La Constitución vigente deja muy claro que el Estado español es un Estado laico, que no rechaza la religión, pero que separa claramente la esfera religiosa de la esfera civil. Hay países en que esto no es así, países con regímenes teocráticos o Estados confesionales, en los que la máxima autoridad es una autoridad religiosa y cuyas leyes y normas derivan en último término de la doctrina contenida en un libro religioso. El modelo de laicidad español es el que, desde hace más de un siglo, comparten la mayoría de los países europeos, sin que ello signifique que no se respete el papel de la religión en la vida de las personas ni se mantengan por ello símbolos civiles, normas sociales y manifestaciones culturales de origen religioso. Pero, en cualquier caso, las normas de convivencia y sobre todo las leyes tienen un carácter civil y un origen democrático.

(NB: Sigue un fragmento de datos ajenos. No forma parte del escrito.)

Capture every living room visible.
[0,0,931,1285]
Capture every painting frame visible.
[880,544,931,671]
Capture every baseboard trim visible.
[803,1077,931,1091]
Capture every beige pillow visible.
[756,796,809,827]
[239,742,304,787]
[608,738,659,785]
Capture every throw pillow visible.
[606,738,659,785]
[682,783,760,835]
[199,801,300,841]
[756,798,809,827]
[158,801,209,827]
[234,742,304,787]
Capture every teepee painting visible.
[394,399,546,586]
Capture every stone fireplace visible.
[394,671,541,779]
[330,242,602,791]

Esta realidad hay que aplicarla con serenidad a los dos fenómenos que he citado al principio. Empiezo por los obispos. No es rechazable que la jerarquía católica exprese juicios sobre temas de la vida civil que tienen implicaciones de fe, ya que el Evangelio es más que un libro religioso. Estas expresiones y recordatorios pueden y deben ayudar a los ciudadanos a formar sus criterios y a completar sus opiniones sobre su propia interpretación del mensaje de Jesucristo. Las orientaciones que ofrece la Iglesia a sus miembros, y a toda persona que las escuche, son elementos a tener en cuenta a la hora de configurar con plena libertad la conciencia de cada uno. Pueden ser una ayuda útil para conformar los criterios personales. Pero lo que los obispos no pueden hacer es, de forma tajante y dogmática, imponer un criterio y obligar a una conducta determinada, y menos aún amenazando con represalias. Estos comportamientos son contrarios a la libertad que el propio Evangelio atribuye a las personas y suponen una grave confusión entre acompañamiento pastoral y disciplina jerárquica. Dicho de otro modo, es querer convertir la Iglesia, que es una comunión de fieles, en una estructura de poder.

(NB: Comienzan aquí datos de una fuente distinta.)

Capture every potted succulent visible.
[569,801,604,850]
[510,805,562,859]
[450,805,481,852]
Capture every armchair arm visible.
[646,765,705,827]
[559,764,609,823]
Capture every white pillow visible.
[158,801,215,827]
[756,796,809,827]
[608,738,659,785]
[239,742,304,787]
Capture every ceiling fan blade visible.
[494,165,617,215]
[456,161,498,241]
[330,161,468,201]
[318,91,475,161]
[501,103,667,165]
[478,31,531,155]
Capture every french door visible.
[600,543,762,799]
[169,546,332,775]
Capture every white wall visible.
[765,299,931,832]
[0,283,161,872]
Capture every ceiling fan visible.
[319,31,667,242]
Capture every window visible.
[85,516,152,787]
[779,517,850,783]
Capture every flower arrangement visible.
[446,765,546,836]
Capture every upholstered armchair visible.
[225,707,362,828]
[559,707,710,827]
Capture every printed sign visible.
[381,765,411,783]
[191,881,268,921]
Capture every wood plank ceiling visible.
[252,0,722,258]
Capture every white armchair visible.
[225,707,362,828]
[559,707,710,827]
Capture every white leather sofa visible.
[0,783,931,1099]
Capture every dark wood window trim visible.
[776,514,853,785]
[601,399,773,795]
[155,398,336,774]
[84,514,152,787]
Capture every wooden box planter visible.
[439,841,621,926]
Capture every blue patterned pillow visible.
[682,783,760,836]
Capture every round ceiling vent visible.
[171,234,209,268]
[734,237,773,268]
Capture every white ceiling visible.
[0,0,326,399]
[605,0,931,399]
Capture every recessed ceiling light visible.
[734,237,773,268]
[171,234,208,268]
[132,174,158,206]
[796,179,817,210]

Cuando esta coacción se ejerce interfiriendo en los procesos democráticos, y muy concretamente en la elaboración de leyes, se convierte en un procedimiento indirecto para volver al Estado confesional. No es lo mismo que tener a un ayatolá como líder supremo, pero es querer conseguir que unos puntos de vista, en algunos casos acertados pero no mayoritarios, se impongan a toda la sociedad.

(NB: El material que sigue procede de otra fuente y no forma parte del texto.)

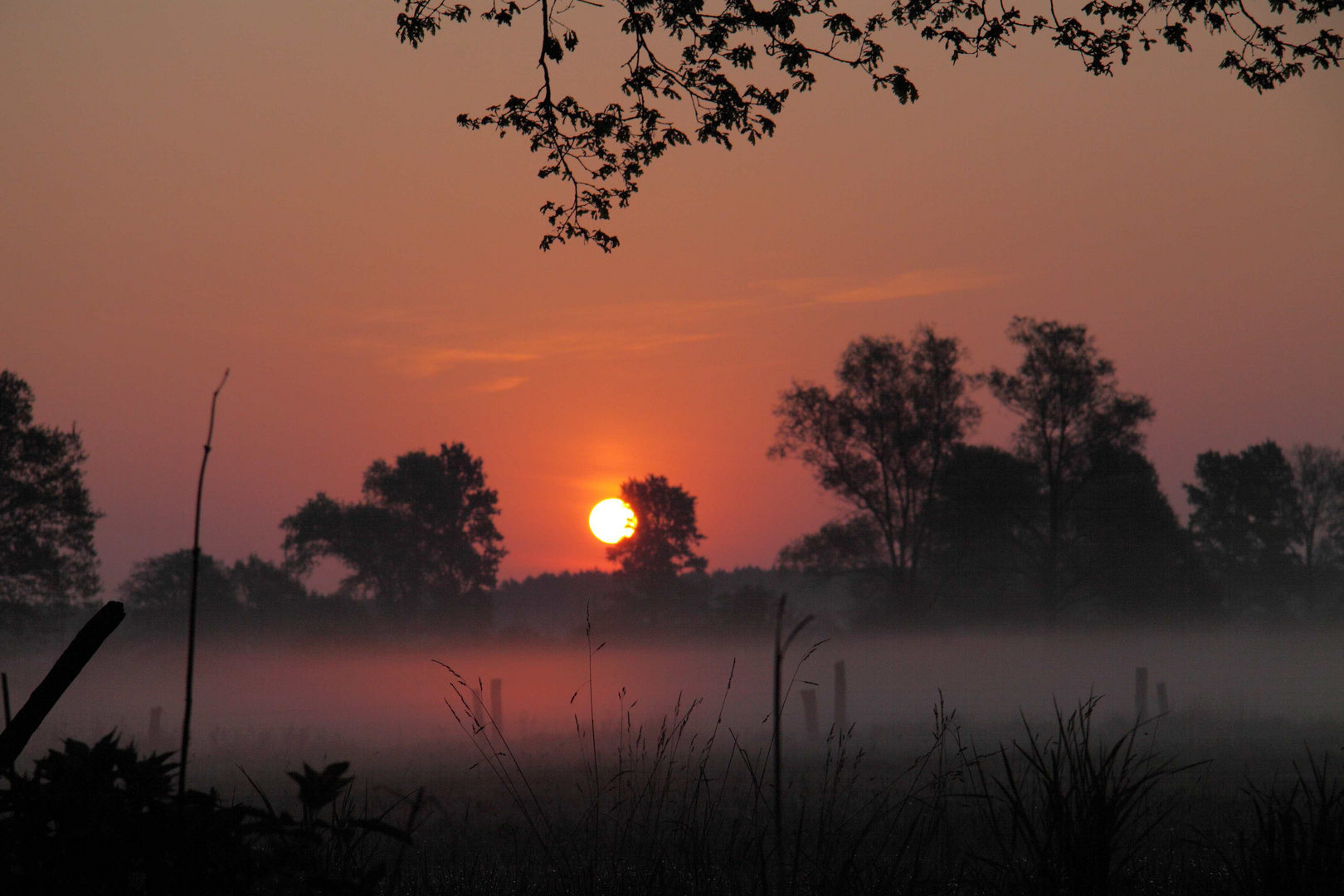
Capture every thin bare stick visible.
[178,367,228,802]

Algo muy similar, en algunos casos más grave, ocurre con algunos imanes cuando coaccionan a sus seguidores con conductas que infringen las leyes civiles del país que los acoge para mantener reglas y costumbres derivadas de sus creencias. Creo que hemos de ser enormemente exigentes en el respeto a la pluralidad, no solamente admitiendo, sino también valorando la riqueza que supone la convivencia en una sociedad compleja como la que va siendo Cataluña, complejidad y pluralidad que por cierto ya vienen de lejos y que se están acelerando tanto en cantidad como en diversidad. Por ello hay que tener claro que la integración no se puede orientar en términos de uniformizar. La única uniformización que es necesaria es la que corresponde a la condición de ciudadano, es decir, tener todos los mismos derechos civiles y las mismas obligaciones. Sea cual fuere el origen, la cultura o la religión, todo ciudadano catalán debe poder exigir los mismos derechos (ni más ni menos) y tiene que aceptar que se le exijan las mismas obligaciones. Dicho de otra forma, el derecho a la diversidad tiene un límite, el cumplimiento de las leyes civiles del país de acogida, y en especial de aquellas que tienen que ver con la dignidad de todos los hombres y mujeres.
Es comprensible que estos principios sean más difíciles de aceptar para personas procedentes de países con un modelo de Estado todavía confesional, pero es uno de los esfuerzos que hay que pedir a los nuevos ciudadanos y todavía más a sus dirigentes religiosos.
Joan Majó es ingeniero y ex ministro.